Woman in Engineering Camp 2017 comments:
“I had a really brilliant time and absolutely loved meeting so many people who were all interested in the same thing as I was. I also loved all the opportunities we had to meet real engineers and get a proper idea of what engineering is all about.” Sarah
“Overall it was an amazing experience, with the opportunity to learn more about what engineering involves, and to meet new people with similar interests. The camp improved my communication skills and made me a lot more confident and comfortable with myself.” Amy
“Loved it so so much. Met some amazing like-minded girls. We need more things like this to boost the number of women in engineering.” Shayla
“I wish I could go again. It was amazing. This camp opened my eyes to so many disciplines of engineering.” Chelsea
To tackle the ongoing shortage of female representation in engineering fields, part of UNSW’s Women in Engineering (WIE) program involves reaching out to young women during their school years to inspire them to pursue engineering degrees and careers. These initiatives, among others, have led to steady growth in the number of female engineering enrolments at UNSW, to now above-average at 22% (the national average is closer to 17%), and the goal of boosting this to 30% by 2020.
One such initiative, the annual UNSW Women in Engineering Camp, invites female students in years 11 and 12 to spend five days on campus in early January, exploring the different engineering fields through hands-on workshops, site visits to companies like Atlassian, Infigen Energy, Telstra and Firmenich, and completing a team design project. They also attend a networking function to meet current engineering students, academics and professionals. This integrated approach has attracted many intelligent and driven girls from across Australia, helping to create a sustainable pipeline of outstanding qualified women in all sectors of engineering.
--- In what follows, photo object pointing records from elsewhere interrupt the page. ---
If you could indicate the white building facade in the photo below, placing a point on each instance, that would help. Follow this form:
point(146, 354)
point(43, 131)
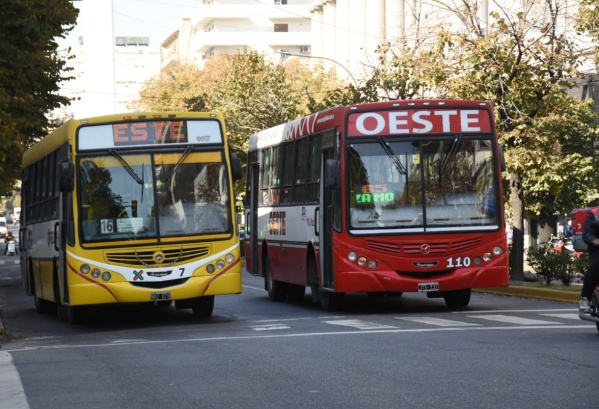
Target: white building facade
point(266, 26)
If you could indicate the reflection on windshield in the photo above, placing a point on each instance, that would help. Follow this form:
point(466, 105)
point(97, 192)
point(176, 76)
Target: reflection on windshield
point(416, 184)
point(178, 195)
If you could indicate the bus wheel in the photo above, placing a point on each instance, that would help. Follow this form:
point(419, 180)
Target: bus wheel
point(330, 301)
point(202, 307)
point(276, 289)
point(76, 315)
point(42, 306)
point(296, 292)
point(458, 298)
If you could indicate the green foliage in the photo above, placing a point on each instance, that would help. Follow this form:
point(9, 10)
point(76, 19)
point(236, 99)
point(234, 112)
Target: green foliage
point(551, 265)
point(31, 70)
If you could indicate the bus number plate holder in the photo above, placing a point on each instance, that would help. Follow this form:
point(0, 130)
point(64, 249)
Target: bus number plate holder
point(160, 296)
point(428, 287)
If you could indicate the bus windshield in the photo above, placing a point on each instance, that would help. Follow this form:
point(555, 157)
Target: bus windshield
point(153, 195)
point(438, 183)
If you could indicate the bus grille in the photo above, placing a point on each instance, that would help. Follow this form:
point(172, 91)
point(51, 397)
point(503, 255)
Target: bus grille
point(146, 258)
point(442, 248)
point(383, 246)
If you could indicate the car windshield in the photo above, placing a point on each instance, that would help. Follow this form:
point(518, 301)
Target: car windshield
point(422, 184)
point(153, 195)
The 2017 Camp was attended by 103 young women with an interest in science, maths and engineering, one third of whom were from interstate or regional NSW. With the generous support of the James N. Kirby Foundation, fifteen travel grants were awarded to interstate or regional participants, helping to reduce the financial burden of travel costs, allowing a much broader outreach and engagement level to young women across all of Australia. This support will continue in 2018. At the conclusion of the week-long program, 100% of participants said that they would recommend the camp to a friend, while the number of girls who said they are ‘fairly sure’ that they want to pursue engineering rose to 85%, compared to 64% before the camp. The University of New South Wales thanks the James N. Kirby Foundation for its generous donation and continued support.